Thursday, July 28, 2011

(1) The Greatest Vice (2) Military Suicides


THE GREATEST VICE


  At first, Muslims were blamed by the mob for the mass murders actually commited by those clean-cut young native sons of the U.S.A. and Norway, Timothy McVeigh and Andrew Behring Breivik.  As McVeigh was murdered by the state we will never have the opportunity to see if in the future he would have comprehended his own actions, or how society might have learned from observing him how to prevent future McVeighs.  Fortunately, the Norwegians are not so murderous, and Breivik will not be killed by the State, while he has stated that he knows he will serve life in prison.  We will have a chance to see if he ever wakes up to the reality of what he has done, or tell us how he got there.

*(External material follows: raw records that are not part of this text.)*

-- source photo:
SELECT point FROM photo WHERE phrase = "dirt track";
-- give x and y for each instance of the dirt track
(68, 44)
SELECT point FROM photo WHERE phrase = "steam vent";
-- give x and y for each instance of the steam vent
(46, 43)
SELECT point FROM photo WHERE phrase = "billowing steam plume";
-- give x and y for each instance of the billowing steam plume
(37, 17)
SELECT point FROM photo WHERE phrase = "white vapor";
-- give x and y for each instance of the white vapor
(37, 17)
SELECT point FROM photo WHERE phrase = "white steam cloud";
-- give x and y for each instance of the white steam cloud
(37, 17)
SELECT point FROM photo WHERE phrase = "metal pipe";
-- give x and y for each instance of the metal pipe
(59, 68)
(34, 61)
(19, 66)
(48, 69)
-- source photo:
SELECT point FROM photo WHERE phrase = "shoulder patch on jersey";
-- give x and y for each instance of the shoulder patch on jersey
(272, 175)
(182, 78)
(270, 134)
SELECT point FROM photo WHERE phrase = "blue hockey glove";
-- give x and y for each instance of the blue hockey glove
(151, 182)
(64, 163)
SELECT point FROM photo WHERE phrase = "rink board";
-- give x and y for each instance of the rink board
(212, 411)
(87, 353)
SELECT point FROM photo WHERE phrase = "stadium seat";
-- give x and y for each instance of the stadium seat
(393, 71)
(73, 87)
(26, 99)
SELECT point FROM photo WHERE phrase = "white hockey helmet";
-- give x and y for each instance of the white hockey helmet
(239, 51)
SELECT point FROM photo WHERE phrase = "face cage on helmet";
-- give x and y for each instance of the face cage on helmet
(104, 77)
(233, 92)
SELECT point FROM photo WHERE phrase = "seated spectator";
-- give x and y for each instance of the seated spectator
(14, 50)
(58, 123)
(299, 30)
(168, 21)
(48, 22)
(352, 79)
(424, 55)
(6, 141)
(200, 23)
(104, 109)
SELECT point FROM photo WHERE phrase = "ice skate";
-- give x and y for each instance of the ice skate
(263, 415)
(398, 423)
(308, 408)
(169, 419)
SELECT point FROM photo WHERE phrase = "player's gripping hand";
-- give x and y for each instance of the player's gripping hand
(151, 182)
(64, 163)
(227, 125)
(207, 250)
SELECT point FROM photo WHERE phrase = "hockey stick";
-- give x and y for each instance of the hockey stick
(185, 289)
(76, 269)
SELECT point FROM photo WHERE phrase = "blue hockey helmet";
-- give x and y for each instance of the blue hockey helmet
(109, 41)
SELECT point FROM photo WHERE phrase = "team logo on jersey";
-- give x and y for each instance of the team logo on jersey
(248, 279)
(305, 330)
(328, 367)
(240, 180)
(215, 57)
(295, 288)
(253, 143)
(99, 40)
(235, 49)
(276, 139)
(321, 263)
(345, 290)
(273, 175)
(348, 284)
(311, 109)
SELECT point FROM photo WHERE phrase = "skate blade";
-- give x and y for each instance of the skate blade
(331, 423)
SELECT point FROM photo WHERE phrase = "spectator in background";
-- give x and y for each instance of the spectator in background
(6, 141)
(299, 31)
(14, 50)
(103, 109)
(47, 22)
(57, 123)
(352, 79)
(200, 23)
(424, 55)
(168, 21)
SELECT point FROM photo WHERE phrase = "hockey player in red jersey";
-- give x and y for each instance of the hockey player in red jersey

       One thing that these two young men have in common is what is universally considered a “virtue,” but what is actually the worst vice on the planet:  self-righteousness.  In simple old common sense language, they were “so right they were wrong.”  Beside the factors in their personal psychology histories – which are as important as anything – they were clear in their statements about what had aroused their righteous indignation, which, for them, justified the most extreme reaction. 

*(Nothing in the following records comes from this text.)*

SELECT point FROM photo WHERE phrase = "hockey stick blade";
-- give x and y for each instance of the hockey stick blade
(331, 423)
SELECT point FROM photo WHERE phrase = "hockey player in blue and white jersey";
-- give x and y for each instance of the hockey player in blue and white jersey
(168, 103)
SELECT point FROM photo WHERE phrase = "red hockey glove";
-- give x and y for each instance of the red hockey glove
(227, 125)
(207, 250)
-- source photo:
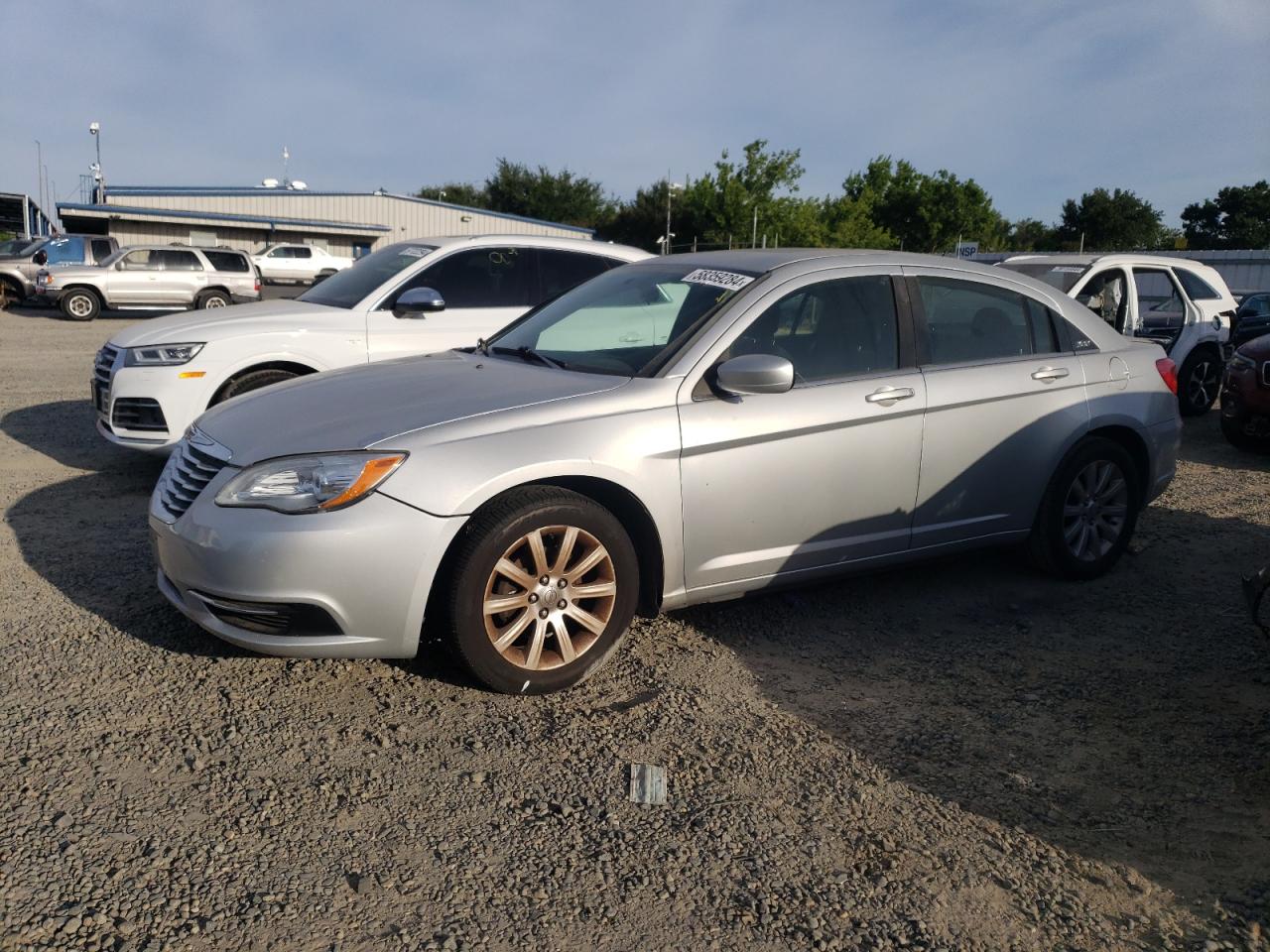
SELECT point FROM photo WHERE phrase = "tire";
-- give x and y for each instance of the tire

           Even those not directly harmed by their acts are apt to be seized by the vice of self-righteousness and will call for their murder by the state, a state of mind no different from the state of the mind of the murderers they want to murder.  But will the people who call for their deaths recognize that they are the same as those they wish to murder?  How many people possessed by the vice of self-righteous will openly celebrate or smile in private when they hear of the murder of a doctor who provides abortions.  While in other parts of their lives they may be loving citizens who personally would never murder, when it comes to whatever makes them feel full of a supposed virtue of self-righteousness, they will feel justified to celebrate a murder.  Bless Norway that seems to know the poisonous nature of feeling righteous.  Look at every sick situation on the earth, in the nation, and in our personal lives, and you will see that the root of the conflict is this vice of self-righteousness.  The robber feels that, compared with others, he is not getting the share he deserves, and feels righteous about a rough achievement of equality.  Some will react negatively if I say that resentment and envy justifies in the rapist’s mind his violent act.
Does anyone do wrong?  Or, rather, is the wrong they do not done with a sense of self-righteousness that empowers?  I have certainly in my life not been free of this so-called virtue which is the worst vice, and I always hope I can face up to my fear of examining how it exists in my life, past and present, but I do know that enjoying a sense of self-righteousness is the opposite of being one who helps create a world of peace and love. 
Postscript:  I have to add this about another matter – military suicides.  It is heartbreaking to hear the “sleepy” reaction of relatives of service people or veterans who commit suicide:  “I don’t understand.  He seemed O.K.”  Will the time ever come when they will understand the decency of their child being troubled by murdering people (let alone if they awaken to the fact that they have been manipulated by the sordid motives of nations and war profiteers).  Here is a human with a conscience reacting with horror at murders he or she has been forced to commit. Around them, there is no one to celebrate them as the true heroes, and they are far from people who might have told them the thoughts that lead to their suicides proved their greater humanity, not that they were failing some primitive definition of manhood or  spurious patriotism.